Не идти же ему от его нищеты воровать: с одной стороны, «аще бых украсти умел, то только бых к тобе не скорбил [тебе не жаловался]», а с другой — «девиця бо погубляет красу свою бляднею, а мужь свое мужество татбою» (воровством). Это — достойный быть отмеченным двоящийся еще взгляд на воровство как на искусство, которое могло бы разрешить житейскую проблему Даниила, если бы он им владел, и в то же время как на акт, не совместимый с достоинством свободного человека («мужа»). На мысль, что за этим стояла, может быть, мораль «не пойман — не вор», наводит и ответ попу Кирику новгородского епископа Нифонта (XII век): «Аже будет, рече, татьба велика, а не уложат ее отаи [не уладят дела без огласки], но силну прю составят перед князем и перед людьми [доведут дело до публичного разбирательства в княжом суде], то не достоит того ставити дьяконом; а ожели окрадется [проворуется], а то уложат отаи, то достоит».[7] Для Даниила это не выход. И ему остается один путь — княжеской милости.
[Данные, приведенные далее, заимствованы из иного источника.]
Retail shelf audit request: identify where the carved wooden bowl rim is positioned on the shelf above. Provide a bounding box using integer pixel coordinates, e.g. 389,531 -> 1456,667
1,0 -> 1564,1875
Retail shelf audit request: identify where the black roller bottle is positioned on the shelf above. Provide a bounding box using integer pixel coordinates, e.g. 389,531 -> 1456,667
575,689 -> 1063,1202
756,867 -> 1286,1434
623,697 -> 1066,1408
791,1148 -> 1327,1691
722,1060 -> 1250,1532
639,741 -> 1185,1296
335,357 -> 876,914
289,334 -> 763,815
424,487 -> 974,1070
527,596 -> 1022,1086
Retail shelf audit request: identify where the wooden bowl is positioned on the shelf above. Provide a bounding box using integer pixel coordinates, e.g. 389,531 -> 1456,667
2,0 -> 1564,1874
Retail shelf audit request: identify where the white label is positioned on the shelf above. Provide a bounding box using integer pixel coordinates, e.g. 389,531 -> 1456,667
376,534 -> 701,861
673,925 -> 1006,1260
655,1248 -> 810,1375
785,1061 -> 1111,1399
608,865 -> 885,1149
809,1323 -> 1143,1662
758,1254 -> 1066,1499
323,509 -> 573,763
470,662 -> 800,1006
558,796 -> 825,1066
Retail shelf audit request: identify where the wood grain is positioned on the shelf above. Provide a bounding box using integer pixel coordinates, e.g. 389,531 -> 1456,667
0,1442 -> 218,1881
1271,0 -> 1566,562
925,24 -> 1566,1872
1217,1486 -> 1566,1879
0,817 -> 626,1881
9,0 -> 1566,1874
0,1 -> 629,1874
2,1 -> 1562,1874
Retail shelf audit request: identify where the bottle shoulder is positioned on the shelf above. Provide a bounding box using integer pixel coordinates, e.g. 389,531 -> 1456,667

Как далеко его представление о князе от классического облика первых, еще языческих властителей империи Рюриковичей, данного в церковных записях «Повести временных лет». Это не Игорь, павший под Коростенем жертвой собственных хищнических приемов примучивания славянских племен «многими» данями и соревнования на этой почве между отдельными группами предводимого князем воинствующего союза дружин. Это и не Святослав, герой дружинного эпоса, гроза степей и «варвар», в своих широких политических планах оторвавшийся от родной почвы, образец увлекательной личной храбрости и чемпион походного искусства, поплатившийся собственным черепом («лбом», из которого была сделана чаша убившими его печенегами) за тот трепет, в котором умел держать саму Византийскую империю. В церковной интерпретации непослушный сын и беззаботный отец, Святослав перешел в историческую традицию как прототип запорожца XVI–XVII веков, неотделимым от коня и меча, верным членом дружинного товарищества: «Когда Святослав вырос и возмужал, стал он собирать много воинов храбрых, и быстрым был, словно пардус, и много воевал. В походах же не возил за собою ни возов, ни котлов, не варил мяса, но, тонко нарезав конину, или зверину, или говядину и зажарив на углях, так ел; не имел он шатра, но спал, постилая потник с седлом в головах, — такими же были и все остальные его воины. И посылал в иные земли со словами: „Хочу на вас идти“».[8]